Cape Breton Island is one of Maritime Canada’s most scenic locales. The island has seen many colonists and as a result of its settlement by French, English, Irish and Scottish newcomers, a rich culture of music and tradition developed that is still present today. The original inhabitants are the people of the Mi’kmaq nation and today there are five First Nations reservations on the island.

cape-breton-island

The best way to see Cape Breton is by car. Take a road trip along the Cabot trail, named for European explorer John Cabot who reportedly visited in 1497, which loops around the entire island.

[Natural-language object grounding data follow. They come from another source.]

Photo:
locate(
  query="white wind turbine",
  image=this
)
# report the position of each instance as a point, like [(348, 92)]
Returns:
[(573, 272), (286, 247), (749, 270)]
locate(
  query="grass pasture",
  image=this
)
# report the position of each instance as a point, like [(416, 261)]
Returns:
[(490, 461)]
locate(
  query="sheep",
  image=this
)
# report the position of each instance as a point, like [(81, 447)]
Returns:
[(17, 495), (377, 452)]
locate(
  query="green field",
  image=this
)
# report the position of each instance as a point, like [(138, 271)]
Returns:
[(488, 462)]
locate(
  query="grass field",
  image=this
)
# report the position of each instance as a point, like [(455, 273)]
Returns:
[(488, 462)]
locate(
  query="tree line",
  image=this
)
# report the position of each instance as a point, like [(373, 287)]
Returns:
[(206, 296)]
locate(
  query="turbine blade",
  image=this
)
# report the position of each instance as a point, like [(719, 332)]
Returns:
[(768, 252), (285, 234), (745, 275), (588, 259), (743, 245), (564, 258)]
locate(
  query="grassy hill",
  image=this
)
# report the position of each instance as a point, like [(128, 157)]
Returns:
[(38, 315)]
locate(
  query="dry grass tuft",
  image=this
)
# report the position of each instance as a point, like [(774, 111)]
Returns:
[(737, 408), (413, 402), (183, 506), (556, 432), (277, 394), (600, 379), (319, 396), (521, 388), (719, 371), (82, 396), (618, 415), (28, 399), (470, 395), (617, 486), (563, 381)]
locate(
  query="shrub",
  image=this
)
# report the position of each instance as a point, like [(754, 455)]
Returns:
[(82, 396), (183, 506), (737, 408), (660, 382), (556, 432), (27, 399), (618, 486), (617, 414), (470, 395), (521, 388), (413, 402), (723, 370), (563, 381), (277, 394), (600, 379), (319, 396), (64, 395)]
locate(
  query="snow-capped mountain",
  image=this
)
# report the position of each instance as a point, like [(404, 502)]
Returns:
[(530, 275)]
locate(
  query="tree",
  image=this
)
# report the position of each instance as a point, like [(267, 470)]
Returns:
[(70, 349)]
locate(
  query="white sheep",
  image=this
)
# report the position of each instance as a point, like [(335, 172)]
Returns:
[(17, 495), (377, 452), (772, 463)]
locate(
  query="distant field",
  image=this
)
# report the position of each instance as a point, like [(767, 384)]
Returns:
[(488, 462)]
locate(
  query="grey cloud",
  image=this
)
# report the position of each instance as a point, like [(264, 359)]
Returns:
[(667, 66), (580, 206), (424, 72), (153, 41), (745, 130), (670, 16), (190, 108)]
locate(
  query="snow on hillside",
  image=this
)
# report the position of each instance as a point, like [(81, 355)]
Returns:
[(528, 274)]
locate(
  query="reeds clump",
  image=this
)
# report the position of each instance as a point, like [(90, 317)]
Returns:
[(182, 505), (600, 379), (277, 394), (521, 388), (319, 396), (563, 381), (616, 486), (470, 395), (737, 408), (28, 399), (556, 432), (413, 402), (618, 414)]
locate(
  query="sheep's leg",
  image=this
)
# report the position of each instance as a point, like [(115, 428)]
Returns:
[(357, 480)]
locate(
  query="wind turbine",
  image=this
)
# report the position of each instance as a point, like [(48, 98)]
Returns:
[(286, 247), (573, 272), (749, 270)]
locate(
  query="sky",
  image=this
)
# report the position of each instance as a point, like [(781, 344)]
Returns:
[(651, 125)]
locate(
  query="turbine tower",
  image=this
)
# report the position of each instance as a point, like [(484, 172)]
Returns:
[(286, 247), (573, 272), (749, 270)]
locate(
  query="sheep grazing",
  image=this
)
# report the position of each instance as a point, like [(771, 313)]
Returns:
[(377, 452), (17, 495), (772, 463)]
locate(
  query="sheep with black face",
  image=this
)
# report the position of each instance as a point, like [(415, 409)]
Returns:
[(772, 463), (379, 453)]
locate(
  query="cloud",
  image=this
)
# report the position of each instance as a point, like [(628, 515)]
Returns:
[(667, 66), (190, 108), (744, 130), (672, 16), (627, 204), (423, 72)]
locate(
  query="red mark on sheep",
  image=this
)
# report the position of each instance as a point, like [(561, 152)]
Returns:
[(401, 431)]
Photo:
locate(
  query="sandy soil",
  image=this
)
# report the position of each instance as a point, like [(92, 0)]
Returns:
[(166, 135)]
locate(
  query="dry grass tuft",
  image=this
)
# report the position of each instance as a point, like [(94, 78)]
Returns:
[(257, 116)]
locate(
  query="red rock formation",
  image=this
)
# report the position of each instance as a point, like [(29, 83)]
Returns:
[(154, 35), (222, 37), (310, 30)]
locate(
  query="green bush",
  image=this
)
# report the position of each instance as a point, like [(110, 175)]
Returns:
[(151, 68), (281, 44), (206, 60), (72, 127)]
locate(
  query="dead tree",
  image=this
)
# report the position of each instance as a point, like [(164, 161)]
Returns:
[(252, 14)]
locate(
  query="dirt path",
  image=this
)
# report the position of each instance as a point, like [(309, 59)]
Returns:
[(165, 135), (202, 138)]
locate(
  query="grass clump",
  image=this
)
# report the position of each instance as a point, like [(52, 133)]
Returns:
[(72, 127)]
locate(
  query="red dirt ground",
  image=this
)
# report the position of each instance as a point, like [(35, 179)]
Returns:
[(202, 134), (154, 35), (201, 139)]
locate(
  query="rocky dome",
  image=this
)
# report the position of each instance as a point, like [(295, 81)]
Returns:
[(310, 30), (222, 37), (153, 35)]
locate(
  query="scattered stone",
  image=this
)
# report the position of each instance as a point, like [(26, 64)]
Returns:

The scenery includes rocky coast and quaint towns and there are plenty of things to see along the route.

Cape Breton was under the control of France during the 1600-1700s during which time they established Fort Louisbourg. Louisbourg is a fortified town that stands on a harbor that was considered militarily valuable by King Louis XIV and also became home to a bustling fishing industry. The town had a population of almost 3000, about 700 of whom were garrisoned soldiers. During the 1960s the fortress was rebuilt from ruins and it is now a Parks Canada historical site. There are more than 50 reconstructed buildings filled with period furniture and artifacts. Staff dress in period clothing and perform traditional tasks like cooking, black smithing, gardening and farming.

After the commercial success of the telephone, Alexander Graham Bell bought land on Cape Breton for his summer home and research laboratory. He worked with Helen Keller and other hearing impaired individuals experimenting with hearing technologies, hydrofoil technologies, and animal husbandry. His estate is now a museum featuring his life’s work, a glimpse into his home life and beautiful grounds for picnicking or walking.

For a taste of the island’s Acadian history, visit Cheticamp, also the island’s largest municipality (a whopping 3000 people). At Le Centre de la MiCareme you can see artists engaged in Cheticamp’s 200 year old tradition of mask-making. Check out the oceanfront boardwalk and stop into one of the ten restaurants in town, all serving Acadian fare. Hooked Rugs serves traditional fish cakes, meat pies and chiard from traditionally dressed waitresses, and after dinner you can check out the museum dedicated to the craft of rug hooking (for which Cheticamp is famous).

If you’re willing to drive a little out of the way, at Cabot’s Bay you can take a whale-watching trip and see some fantastic scenery.